Objective-C 2.0 introduced properties. While I personally think properties are nice addition to the language, I have seen a trend of making every instance variable as a property. Apple sample codes are no exceptions to this. I believe this is against the spirit of OOP, and since it exposes a lot more implementation details of a class to the client than they need to know.

What guidelines do you suggest for the proper usage properties in Objective C?

3 Answers 3


I make all my instance variables properties. That primary reason for that is that it makes memory management much easier and consistent. Making them public would go against good OO, so I always make them private using a category like this:

// File: ProjectManager.m:
@interface ProjectManager ()

@property (nonatomic, copy) NSString *slotID;
@property (nonatomic, retain) SubmitHandler *submitHandler;


@implementation ProjectManager

@synthesize slotID, submitHandler;

- (void)dealloc
    self.slotID = nil;
    self.submitHandler = nil;
  • 1
    +1 for private properties.
    – user4595
    Oct 28, 2011 at 11:11

According to this page: "Objective-C “declared properties” feature provides a simple way to declare and implement an object’s accessor methods."

So properties are a way to declare and/or implement getter/setters.

Do you think getter/setters are "against the spirit of OOP"? If yes: go for immutable data structures, if no: i don't see a problem with properties.

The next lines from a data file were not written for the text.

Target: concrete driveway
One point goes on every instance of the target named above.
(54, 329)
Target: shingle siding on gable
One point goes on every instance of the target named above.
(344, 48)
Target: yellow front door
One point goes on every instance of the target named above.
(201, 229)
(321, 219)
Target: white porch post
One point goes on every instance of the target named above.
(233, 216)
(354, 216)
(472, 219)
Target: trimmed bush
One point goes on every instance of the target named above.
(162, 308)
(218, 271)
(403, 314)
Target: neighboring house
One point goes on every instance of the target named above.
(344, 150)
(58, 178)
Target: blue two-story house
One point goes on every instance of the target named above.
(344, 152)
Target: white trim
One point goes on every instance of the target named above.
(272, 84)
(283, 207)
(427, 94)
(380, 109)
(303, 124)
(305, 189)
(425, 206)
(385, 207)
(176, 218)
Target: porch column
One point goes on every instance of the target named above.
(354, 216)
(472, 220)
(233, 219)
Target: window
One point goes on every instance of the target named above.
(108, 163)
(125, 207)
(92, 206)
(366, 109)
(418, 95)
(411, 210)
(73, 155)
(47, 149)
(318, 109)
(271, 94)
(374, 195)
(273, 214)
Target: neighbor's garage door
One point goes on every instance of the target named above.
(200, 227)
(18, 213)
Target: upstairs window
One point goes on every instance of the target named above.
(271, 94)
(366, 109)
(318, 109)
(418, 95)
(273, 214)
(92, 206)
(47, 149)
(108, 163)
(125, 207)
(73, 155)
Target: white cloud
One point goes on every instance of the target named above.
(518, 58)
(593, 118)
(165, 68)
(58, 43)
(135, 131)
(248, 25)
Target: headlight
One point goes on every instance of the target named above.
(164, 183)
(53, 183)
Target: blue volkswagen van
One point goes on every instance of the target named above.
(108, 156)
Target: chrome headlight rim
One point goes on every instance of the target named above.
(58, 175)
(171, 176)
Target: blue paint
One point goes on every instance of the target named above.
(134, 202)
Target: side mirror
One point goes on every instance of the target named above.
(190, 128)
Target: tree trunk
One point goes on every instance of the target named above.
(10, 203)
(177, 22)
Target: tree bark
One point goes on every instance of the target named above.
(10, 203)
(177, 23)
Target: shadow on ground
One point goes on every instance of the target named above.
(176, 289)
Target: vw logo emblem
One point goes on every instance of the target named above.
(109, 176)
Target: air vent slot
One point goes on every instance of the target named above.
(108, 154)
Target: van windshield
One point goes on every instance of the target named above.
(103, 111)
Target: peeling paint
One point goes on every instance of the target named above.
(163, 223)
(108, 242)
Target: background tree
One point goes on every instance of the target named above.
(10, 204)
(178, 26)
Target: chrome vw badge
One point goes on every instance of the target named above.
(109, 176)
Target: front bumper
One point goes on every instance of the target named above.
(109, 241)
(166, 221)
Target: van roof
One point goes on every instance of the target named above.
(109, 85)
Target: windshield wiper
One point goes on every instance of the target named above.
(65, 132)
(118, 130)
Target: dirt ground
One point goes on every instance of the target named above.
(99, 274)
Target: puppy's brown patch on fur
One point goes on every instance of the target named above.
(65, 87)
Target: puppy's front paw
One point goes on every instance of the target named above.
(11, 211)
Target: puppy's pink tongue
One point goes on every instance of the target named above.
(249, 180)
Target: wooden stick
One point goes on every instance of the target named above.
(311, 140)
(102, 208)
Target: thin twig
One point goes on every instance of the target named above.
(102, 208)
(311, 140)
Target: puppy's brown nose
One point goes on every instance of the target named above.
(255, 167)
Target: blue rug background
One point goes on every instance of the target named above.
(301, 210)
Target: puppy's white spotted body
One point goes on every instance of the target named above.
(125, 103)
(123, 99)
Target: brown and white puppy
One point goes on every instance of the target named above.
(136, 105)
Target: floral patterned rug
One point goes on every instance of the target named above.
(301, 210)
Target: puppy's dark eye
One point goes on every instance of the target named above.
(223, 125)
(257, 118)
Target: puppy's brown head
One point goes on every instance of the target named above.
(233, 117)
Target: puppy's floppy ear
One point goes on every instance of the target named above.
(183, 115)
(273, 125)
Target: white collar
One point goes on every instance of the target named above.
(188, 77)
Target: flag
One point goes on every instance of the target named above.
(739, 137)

  • Setters/Getters are definitely within the spirit of OOP. Properties simplify getters & setters. As a result people tend to declare properties for every single instance variable. Which is a bit annoying.
    – ab79
    Jan 13, 2011 at 13:20

I'm suggesting:

  1. Declare only those properties you really need to reach outside declared object scope. Otherwise - leave it only as instance variable.
  2. Declare properties read-only if you only need to read the property and not set it.
  3. More of a tip, but make sure you do not declare retained property for your custom object's delegate.
  • Also: where you don't want someone mutating your object's property behind your back, you should make that a copy property in the class.